The UK Government has launched an eight-week consultation to overhaul environmental permitting for data centres and other energy infrastructure, following recommendations in the Corry Review.
The consultation will look into whether a simplified, ‘fit for the future’ framework could help shorten timelines to build energy infrastructure and data centres, while also making it easier to trial new technologies. Proposals include a more common-sense route for approving time-limited trials, for example, using hydrogen as a fuel at industrial sites, to help promising solutions reach market sooner.
The Environment Agency could also introduce a new registration pathway for low-risk installations, explicitly citing data centres and back-up generators. The Government says that this could potentially cut the time it gets to get environmental permits from months to days and lower compliance costs.
It argues that the plans draw on ‘international best practice’, citing the United States as an example, and floats the idea of flexible permits that set an overall emissions cap at site level, rather than regulating each process separately. The intention is to strip out duplication, reduce bureaucracy and still deliver emissions reductions.
Emma Hardy, Air Quality Minister, commented, “Britain is the birthplace of the industrial revolution and supporting science and innovation is a central pillar of our mission to drive economic growth. Through the Plan for Change, our once-in-a-generation reforms will streamline regulation for vital industrial sectors that protects the environment while enabling growth and innovation.”
Why are the reforms necessary?
The Government argues modernising permits will help industry meet the challenges of the next decade and beyond, delivering clean power, improving air quality, and cleaning up rivers, lakes and seas, while supporting competitiveness.
Philip Duffy, Chief Executive at the Environment Agency, said, “Modernised regulation can help deliver growth, innovation and protect the environment and communities. Today’s consultation marks a positive step forward in efforts to make our regulatory regime fit for the future, with proportionate but robust rules that enable the UK to compete globally whilst supporting nature’s recovery.
“The Environment Agency will match this ambition with improvements in how we deliver the regime, with better IT, faster turnaround times and a commitment to support sustainable growth across the economy.”
The reforms will also be key for the UK to achieve the growth in the data centre sector that is anticipated. Recent analysis by the BBC suggests that the number of UK data centres is set to increase by a fifth in the coming years, with that number at risk without faster planning reform, according to a report from property consultancy Rapleys.
Environmental permitting plans face backlash
Despite the potential to make it easier for data centres to get permits, there has already been some backlash to the plans – most notably from environmental campaigners. They argue that the proposals spark questions about environmental oversight, particularly for rapidly expanding data centre developments.
The consultation suggests classing some data centres and back-up generation as ‘low-risk’ for a registration approach, and moving to site-wide emissions caps could change how regulators scrutinise individual processes.
Campaigners point to experiences abroad: rapid data centre build-outs in parts of the US have been linked to water stress and local pollution, with one town in Missouri recently putting a one year pause on all data centre development, while power-hungry AI workloads have intensified scrutiny of energy demand.
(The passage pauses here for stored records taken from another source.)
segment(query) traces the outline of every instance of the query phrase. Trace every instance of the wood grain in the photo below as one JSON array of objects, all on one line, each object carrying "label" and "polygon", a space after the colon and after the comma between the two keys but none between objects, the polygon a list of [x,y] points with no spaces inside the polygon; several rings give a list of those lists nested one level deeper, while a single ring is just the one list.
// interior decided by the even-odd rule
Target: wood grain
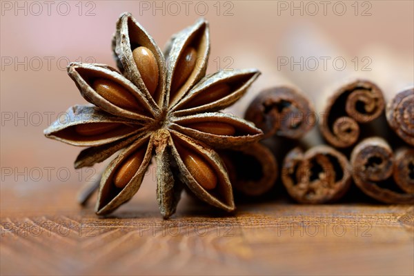
[{"label": "wood grain", "polygon": [[99,218],[75,204],[77,186],[2,186],[1,275],[413,273],[409,206],[274,201],[228,216],[184,197],[165,221],[146,185]]}]

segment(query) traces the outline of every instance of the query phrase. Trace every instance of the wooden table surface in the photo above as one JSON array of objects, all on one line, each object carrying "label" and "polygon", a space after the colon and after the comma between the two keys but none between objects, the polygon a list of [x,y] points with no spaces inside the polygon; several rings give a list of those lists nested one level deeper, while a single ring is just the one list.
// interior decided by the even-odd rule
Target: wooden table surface
[{"label": "wooden table surface", "polygon": [[413,206],[268,201],[228,215],[184,196],[166,221],[146,184],[99,218],[78,188],[2,186],[2,275],[414,273]]}]

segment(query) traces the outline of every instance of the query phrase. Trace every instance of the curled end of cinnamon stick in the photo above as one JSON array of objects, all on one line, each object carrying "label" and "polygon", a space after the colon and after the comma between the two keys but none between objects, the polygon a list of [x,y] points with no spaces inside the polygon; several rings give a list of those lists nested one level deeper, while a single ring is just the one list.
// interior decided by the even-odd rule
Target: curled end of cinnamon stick
[{"label": "curled end of cinnamon stick", "polygon": [[351,146],[359,136],[359,124],[377,118],[384,106],[382,90],[371,81],[358,79],[342,86],[325,104],[321,132],[335,147]]},{"label": "curled end of cinnamon stick", "polygon": [[[393,150],[383,139],[362,141],[353,149],[351,163],[354,181],[367,195],[387,204],[414,203],[414,193],[405,193],[393,184],[391,176],[399,172]],[[406,166],[409,170],[409,164]]]},{"label": "curled end of cinnamon stick", "polygon": [[285,157],[282,171],[289,195],[304,204],[339,199],[348,190],[351,178],[351,166],[345,155],[327,146],[317,146],[306,152],[294,148]]},{"label": "curled end of cinnamon stick", "polygon": [[286,86],[262,91],[248,107],[245,118],[261,128],[265,138],[277,135],[297,139],[316,122],[309,99],[297,89]]},{"label": "curled end of cinnamon stick", "polygon": [[386,106],[388,124],[401,139],[414,146],[414,88],[397,93]]},{"label": "curled end of cinnamon stick", "polygon": [[272,152],[259,143],[239,150],[219,152],[233,188],[248,196],[259,196],[275,185],[277,163]]}]

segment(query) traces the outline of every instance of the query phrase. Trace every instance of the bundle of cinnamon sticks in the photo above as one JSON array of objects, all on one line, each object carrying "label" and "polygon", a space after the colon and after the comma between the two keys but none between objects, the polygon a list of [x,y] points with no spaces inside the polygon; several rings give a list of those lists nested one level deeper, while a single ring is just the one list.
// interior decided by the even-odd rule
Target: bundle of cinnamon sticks
[{"label": "bundle of cinnamon sticks", "polygon": [[[389,99],[388,99],[389,98]],[[414,204],[414,89],[384,97],[375,83],[347,81],[320,97],[279,86],[245,112],[264,132],[248,149],[222,152],[235,190],[259,196],[283,184],[297,202],[337,201],[357,187],[386,204]]]}]

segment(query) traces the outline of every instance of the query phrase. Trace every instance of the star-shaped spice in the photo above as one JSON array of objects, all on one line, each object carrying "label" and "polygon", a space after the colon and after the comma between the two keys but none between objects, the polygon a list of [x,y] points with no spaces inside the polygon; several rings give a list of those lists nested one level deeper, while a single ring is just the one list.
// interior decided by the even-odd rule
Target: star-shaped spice
[{"label": "star-shaped spice", "polygon": [[259,72],[206,76],[210,44],[204,19],[174,35],[163,54],[125,13],[112,48],[121,73],[106,65],[71,63],[69,76],[92,105],[71,107],[65,122],[58,120],[45,130],[49,138],[89,146],[78,156],[77,168],[119,151],[103,173],[97,213],[112,212],[137,193],[153,155],[164,218],[175,212],[184,184],[209,204],[234,210],[228,175],[215,149],[241,147],[262,132],[219,111],[237,101]]}]

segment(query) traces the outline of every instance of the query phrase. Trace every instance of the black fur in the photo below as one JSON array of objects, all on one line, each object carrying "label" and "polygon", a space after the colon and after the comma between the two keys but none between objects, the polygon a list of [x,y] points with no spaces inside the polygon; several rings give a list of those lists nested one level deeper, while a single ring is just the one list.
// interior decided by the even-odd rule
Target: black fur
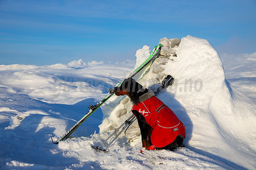
[{"label": "black fur", "polygon": [[[141,85],[137,82],[134,79],[129,78],[125,79],[121,85],[117,88],[116,91],[121,91],[121,94],[123,95],[123,92],[127,93],[131,100],[135,105],[138,106],[140,102],[140,96],[147,92],[147,89],[143,89]],[[125,93],[124,93],[125,94]],[[117,93],[116,93],[117,94]],[[120,94],[118,94],[118,95]],[[133,113],[137,117],[138,124],[141,133],[142,147],[147,149],[148,147],[152,145],[151,136],[153,128],[145,120],[145,118],[137,110],[133,110]],[[163,148],[157,148],[156,149],[167,149],[174,151],[177,149],[179,147],[185,147],[183,144],[183,137],[181,135],[178,135],[173,142]]]}]

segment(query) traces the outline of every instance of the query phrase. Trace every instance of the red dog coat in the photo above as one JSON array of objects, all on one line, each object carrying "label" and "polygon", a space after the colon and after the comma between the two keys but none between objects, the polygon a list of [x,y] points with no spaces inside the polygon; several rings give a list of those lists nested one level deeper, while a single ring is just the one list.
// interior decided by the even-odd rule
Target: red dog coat
[{"label": "red dog coat", "polygon": [[162,148],[173,142],[178,135],[186,138],[185,127],[172,111],[157,97],[150,97],[142,100],[138,106],[133,105],[132,110],[139,112],[153,128],[152,144]]}]

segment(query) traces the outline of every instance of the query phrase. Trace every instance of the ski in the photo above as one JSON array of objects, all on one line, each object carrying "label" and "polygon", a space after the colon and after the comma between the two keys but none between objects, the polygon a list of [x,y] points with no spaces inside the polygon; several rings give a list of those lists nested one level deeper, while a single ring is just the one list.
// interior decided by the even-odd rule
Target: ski
[{"label": "ski", "polygon": [[[141,64],[140,66],[133,71],[133,72],[132,75],[130,77],[131,78],[133,77],[142,70],[148,63],[151,61],[154,58],[156,58],[159,55],[160,55],[160,51],[161,50],[162,47],[162,45],[161,44],[160,44],[158,46],[155,46],[154,49],[153,49],[152,52],[149,55],[149,56],[143,63]],[[117,85],[117,87],[120,85],[122,82],[121,82],[120,83]],[[111,96],[113,96],[114,94],[114,89],[109,89],[109,93],[99,103],[97,103],[96,105],[90,105],[88,107],[90,109],[90,110],[85,114],[83,117],[75,124],[69,130],[67,131],[65,134],[63,135],[61,137],[59,138],[55,142],[53,143],[54,144],[58,144],[59,143],[59,142],[67,139],[77,128],[85,121],[95,110],[100,107],[101,106],[110,98]]]},{"label": "ski", "polygon": [[[162,83],[161,84],[161,85],[158,88],[156,91],[154,92],[155,95],[156,96],[157,94],[161,91],[162,89],[164,88],[167,88],[169,85],[172,85],[173,84],[174,82],[174,78],[173,77],[170,75],[167,75],[167,76],[164,78],[164,79],[163,80],[163,81],[162,82]],[[129,125],[133,122],[133,119],[136,118],[135,116],[133,114],[132,114],[128,119],[125,121],[120,126],[119,128],[117,129],[117,130],[116,130],[115,131],[111,134],[111,135],[109,136],[108,138],[106,139],[105,141],[103,142],[101,144],[101,145],[98,146],[97,146],[92,145],[91,146],[92,148],[96,151],[99,151],[100,152],[105,152],[105,153],[107,153],[108,152],[108,151],[107,151],[106,150],[109,147],[110,145],[122,133],[122,132],[123,132],[124,130],[126,129],[126,128],[128,128]],[[120,132],[119,132],[119,133],[117,134],[117,136],[116,136],[116,137],[115,137],[114,139],[110,142],[105,149],[102,149],[101,148],[101,147],[103,145],[107,142],[109,139],[110,139],[110,138],[112,137],[115,134],[117,133],[117,132],[119,130],[124,126],[124,127],[123,128],[123,129],[121,130]]]}]

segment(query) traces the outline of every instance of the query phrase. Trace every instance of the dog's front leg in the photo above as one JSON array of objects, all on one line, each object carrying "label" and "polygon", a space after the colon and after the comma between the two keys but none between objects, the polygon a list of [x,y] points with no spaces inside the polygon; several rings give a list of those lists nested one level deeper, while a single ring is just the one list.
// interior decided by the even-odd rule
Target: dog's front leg
[{"label": "dog's front leg", "polygon": [[136,116],[138,120],[138,124],[141,134],[142,147],[147,149],[150,146],[152,145],[150,136],[153,128],[147,123],[145,118],[139,112],[133,110],[133,112]]}]

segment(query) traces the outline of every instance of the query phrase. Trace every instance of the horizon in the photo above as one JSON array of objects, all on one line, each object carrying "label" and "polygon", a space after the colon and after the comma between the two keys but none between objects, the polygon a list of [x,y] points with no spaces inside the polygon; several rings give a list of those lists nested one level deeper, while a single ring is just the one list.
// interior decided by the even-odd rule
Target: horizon
[{"label": "horizon", "polygon": [[218,54],[256,52],[256,1],[0,1],[0,64],[136,59],[161,38],[190,35]]}]

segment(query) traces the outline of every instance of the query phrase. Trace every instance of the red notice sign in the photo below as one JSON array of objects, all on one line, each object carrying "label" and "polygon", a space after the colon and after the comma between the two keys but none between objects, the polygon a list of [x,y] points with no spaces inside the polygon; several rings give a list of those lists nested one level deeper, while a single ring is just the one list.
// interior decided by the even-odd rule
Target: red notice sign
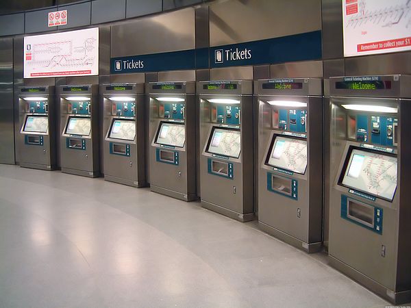
[{"label": "red notice sign", "polygon": [[358,4],[350,4],[345,7],[345,13],[347,15],[352,15],[358,12]]},{"label": "red notice sign", "polygon": [[49,13],[49,27],[67,25],[67,10]]},{"label": "red notice sign", "polygon": [[382,40],[380,42],[360,44],[357,45],[357,51],[370,51],[374,50],[389,49],[411,46],[411,36],[395,40]]}]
Some operators there have turned to new coal- and gas-fired capacity to keep pace – raising the question of how flexible permitting can safeguard UK environmental standards as capacity grows.
But the Government argues that the UK has already made significant progress in reducing its environmental footprint – with coal having not generated any electricity in the country since 2024.
In fact, over the past 30 years, industrial emissions have fallen significantly, with the Government estimating £52 billion in cumulative benefits to human health, ecosystems and labour productivity. However, the Corry Review found parts of the regime to be risk-averse, inefficient and hard to navigate, with innovation slowed by delays.
The consultation proposes to keep proportionate, robust protections while removing duplication, clarifying processes and speeding decisions – particularly for trials and lower-risk activities – so firms can adopt new technologies more quickly.
Plus, despite the bad image projected onto the UK’s data centre industry, it’s far more environmentally responsible than its given credit for. Just recently a techUK report showed how more than half of the country’s data centres use waterless cooling, while many data centre operators in the UK are leveraging clean power sources to keep their data centre running.
How long the UK Government’s consultation is expected to run
The consultation runs for eight weeks. The Government has not yet indicated when final decisions will be taken, but many within the industry will be hoping for a quick turnaround to ensure they can get building before the AI boom passes us by.